To był cudowny czas, Tatry i grupa dwunastu studentów. W ramach Sercańskich Rekolekcji Młodzieżowych taki turnus został zorganizowany po raz pierwszy, ale wszystko wskazuje na to, że nie po raz ostatni.
Tak różni, a jednak…
Spotkaliśmy się wszyscy w Gliczarowie Górnym w poniedziałek 2 września. Chętni zjechali się z całej Polski: z Gdańska, Warszawy, Kalisza, Katowic, spod Poznania i Kielc. Różne środowiska, różny wiek, różna wrażliwość, ale jeden cel – na tatrzańskich szlakach wspólnie szukać Boga. W ramach części rekolekcyjnej zastanawialiśmy się jak można znaleźć Boga w swojej rodzinie, w sakramentach, w życiu Kościoła, w sobie samym, czy w postawie miłości okazywanej drugiemu człowiekowi. Nasz plan dnia nie był skomplikowany: rano jutrznia z krótką homilią, śniadanie, wyjazd w góry, obiad, wieczorem Msza święta i planowanie kolejnego dnia.
Od jaskiń, po góry
Choć nie byliśmy tam długo, to udało się przejść większość głównych szlaków. Na dobry początek zdobyliśmy Dolinę Kościeliską wraz z Wąwozem Kraków i jaskinią Mylną. Dla wielu spośród nas było to pierwsze doświadczenie chodzenia w jaskini na czworakach i w wodzie. Choć wyszliśmy z niej strasznie brudni, to jednak zadowoleni. W środę już pogoda była lepsza, więc szlak też był dłuższy i bardziej wymagający – Czerwone Wierchy, z których można było oglądać piękną panoramę Tatr.
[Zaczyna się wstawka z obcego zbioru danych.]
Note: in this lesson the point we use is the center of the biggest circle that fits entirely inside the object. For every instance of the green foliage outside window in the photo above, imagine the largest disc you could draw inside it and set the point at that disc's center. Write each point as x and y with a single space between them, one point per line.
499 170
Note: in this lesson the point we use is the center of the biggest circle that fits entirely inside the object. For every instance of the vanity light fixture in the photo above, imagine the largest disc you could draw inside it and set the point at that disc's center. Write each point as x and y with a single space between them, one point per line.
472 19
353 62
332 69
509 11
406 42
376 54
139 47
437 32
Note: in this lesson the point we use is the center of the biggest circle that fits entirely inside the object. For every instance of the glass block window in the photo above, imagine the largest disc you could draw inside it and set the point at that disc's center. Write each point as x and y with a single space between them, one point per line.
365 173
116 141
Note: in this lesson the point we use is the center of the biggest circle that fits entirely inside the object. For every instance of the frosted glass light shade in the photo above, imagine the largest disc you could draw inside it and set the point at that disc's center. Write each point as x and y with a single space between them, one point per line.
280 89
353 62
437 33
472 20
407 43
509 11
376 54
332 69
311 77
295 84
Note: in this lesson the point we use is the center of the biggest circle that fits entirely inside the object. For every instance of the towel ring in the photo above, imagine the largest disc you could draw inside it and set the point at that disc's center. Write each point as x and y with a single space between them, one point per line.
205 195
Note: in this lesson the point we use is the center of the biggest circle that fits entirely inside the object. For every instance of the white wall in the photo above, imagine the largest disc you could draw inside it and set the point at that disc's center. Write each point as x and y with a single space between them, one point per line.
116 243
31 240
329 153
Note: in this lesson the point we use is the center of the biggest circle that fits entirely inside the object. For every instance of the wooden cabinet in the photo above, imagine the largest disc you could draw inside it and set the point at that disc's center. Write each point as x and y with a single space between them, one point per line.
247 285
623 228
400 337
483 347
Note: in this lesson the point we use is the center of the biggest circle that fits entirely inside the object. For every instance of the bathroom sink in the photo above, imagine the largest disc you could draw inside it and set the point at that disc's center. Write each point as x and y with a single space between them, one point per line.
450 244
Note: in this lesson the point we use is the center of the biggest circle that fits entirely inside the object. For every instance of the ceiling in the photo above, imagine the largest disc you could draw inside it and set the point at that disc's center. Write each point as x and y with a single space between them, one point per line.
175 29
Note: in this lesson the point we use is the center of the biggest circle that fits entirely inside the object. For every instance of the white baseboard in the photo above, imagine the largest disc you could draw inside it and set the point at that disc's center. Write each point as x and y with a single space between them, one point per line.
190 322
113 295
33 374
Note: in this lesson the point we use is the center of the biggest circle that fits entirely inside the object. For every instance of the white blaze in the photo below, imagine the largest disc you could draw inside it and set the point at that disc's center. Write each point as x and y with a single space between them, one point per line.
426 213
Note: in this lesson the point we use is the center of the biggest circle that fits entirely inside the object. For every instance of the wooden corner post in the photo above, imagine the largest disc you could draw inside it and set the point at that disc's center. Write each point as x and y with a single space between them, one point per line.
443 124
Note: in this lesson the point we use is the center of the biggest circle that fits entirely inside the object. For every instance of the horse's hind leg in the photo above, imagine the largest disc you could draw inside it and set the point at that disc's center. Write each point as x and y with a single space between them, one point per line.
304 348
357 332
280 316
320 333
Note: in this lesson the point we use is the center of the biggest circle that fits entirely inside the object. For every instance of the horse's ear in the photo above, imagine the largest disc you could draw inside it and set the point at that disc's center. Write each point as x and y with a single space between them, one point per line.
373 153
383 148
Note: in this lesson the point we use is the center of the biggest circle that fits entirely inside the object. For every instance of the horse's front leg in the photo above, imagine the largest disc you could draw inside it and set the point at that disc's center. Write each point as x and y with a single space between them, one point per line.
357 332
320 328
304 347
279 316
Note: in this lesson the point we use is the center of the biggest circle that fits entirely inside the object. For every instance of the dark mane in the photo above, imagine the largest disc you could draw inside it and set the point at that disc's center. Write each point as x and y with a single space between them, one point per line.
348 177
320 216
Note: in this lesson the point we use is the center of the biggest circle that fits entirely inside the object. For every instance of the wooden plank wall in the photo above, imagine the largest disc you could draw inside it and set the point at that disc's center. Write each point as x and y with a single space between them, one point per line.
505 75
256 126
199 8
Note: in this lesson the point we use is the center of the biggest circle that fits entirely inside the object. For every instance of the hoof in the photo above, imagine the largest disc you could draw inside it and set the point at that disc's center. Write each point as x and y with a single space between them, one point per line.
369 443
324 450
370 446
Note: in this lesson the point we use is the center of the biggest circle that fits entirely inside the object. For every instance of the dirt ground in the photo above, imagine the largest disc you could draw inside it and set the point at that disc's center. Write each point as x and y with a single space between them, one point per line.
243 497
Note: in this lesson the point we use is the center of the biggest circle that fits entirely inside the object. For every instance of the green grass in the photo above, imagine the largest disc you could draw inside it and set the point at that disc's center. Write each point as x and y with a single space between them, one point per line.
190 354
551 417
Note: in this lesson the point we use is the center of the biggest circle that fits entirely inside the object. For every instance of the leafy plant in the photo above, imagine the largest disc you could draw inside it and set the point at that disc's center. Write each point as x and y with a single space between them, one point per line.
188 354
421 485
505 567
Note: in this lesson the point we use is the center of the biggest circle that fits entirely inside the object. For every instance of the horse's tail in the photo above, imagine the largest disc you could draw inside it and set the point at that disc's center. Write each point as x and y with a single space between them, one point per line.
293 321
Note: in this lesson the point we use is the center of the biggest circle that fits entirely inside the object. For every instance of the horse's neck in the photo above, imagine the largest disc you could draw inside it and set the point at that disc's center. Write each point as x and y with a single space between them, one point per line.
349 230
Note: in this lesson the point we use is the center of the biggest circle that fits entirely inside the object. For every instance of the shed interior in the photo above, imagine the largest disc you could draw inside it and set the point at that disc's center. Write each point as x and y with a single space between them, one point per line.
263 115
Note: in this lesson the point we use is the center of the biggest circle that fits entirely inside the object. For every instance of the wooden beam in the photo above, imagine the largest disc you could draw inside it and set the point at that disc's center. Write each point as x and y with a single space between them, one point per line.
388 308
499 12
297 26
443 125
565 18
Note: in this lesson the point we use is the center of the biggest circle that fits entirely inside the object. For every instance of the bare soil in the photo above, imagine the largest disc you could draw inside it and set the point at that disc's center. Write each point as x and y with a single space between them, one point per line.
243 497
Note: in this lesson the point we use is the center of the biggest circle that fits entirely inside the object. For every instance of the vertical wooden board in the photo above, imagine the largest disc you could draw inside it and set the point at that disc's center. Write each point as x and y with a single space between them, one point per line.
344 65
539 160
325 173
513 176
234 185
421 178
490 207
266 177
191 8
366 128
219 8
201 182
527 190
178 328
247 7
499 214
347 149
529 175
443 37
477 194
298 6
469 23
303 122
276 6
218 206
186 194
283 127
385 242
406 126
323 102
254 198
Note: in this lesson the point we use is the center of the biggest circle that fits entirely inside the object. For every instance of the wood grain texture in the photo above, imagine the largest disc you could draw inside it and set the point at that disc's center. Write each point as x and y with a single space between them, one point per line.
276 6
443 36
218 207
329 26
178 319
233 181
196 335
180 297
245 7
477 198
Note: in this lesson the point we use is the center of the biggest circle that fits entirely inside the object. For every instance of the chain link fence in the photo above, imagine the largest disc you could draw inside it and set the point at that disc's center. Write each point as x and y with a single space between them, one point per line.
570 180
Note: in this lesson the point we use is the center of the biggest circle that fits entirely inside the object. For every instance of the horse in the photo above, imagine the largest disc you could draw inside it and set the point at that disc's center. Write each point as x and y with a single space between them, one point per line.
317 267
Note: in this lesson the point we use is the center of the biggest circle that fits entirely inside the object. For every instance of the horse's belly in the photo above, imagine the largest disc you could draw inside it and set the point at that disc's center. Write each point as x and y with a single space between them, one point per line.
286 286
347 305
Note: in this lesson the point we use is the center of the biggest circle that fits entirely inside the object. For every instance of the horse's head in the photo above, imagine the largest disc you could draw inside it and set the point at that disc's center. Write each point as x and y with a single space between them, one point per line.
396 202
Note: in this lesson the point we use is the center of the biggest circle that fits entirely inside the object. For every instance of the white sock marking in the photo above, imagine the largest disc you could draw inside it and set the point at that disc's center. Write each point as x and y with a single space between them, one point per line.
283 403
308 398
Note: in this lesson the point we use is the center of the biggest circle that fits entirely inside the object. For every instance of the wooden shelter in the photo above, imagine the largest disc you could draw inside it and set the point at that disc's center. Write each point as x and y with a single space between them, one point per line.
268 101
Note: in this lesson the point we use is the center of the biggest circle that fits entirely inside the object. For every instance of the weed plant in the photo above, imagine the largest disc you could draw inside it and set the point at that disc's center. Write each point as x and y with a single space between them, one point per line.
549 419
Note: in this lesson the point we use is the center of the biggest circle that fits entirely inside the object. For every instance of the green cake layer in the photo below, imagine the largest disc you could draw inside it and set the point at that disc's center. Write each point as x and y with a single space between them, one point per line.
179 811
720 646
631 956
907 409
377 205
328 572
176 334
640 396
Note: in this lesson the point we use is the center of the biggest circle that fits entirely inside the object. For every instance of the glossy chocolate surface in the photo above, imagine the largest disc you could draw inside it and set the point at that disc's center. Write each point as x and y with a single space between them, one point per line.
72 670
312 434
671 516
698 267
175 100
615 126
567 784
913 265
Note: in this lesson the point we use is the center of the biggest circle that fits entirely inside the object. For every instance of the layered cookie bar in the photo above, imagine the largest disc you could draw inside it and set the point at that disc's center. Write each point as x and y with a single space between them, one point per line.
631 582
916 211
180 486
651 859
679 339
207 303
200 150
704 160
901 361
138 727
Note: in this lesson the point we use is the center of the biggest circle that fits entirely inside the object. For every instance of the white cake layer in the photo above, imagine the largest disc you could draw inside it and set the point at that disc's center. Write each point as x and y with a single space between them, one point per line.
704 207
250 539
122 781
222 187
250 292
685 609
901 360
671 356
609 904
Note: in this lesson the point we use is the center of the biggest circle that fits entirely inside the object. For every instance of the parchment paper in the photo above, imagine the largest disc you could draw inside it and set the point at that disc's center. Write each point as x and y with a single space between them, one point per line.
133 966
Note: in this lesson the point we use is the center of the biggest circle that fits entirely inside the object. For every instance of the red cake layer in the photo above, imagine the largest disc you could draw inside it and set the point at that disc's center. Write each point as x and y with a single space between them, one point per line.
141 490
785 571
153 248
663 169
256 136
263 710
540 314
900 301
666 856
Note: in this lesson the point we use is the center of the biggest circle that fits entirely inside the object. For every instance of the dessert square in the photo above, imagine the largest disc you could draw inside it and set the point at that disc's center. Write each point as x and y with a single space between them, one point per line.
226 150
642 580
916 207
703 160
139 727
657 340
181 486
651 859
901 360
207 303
W czwartek cała grupa podzieliła się na dwie mniejsze. Osoby mocniejsze kondycyjnie zdobyły Kościelec. Pozostali udali się do Doliny Pięciu Stawów, by przez Szpiglasową Przełęcz dojść do Morskiego Oka. Piątek – ostatni pełny dzień naszego pobytu w Gliczarowie – był już zupełnie wypoczynkowy: do południa Rusinowa Polana i Gęsia Szyjka, a po południu regeneracja zmęczonych mięśni w termalnych wodach.
Tylko cztery pełne dni naszego pobytu w górach, a tyle nowych wrażeń, doświadczeń, znajomości i dobrych myśli, które zostały w głowie. Jedno jest pewne – z tym zgodzili się wszyscy – zdecydowanie za krótko. W przyszłym roku chcemy więcej!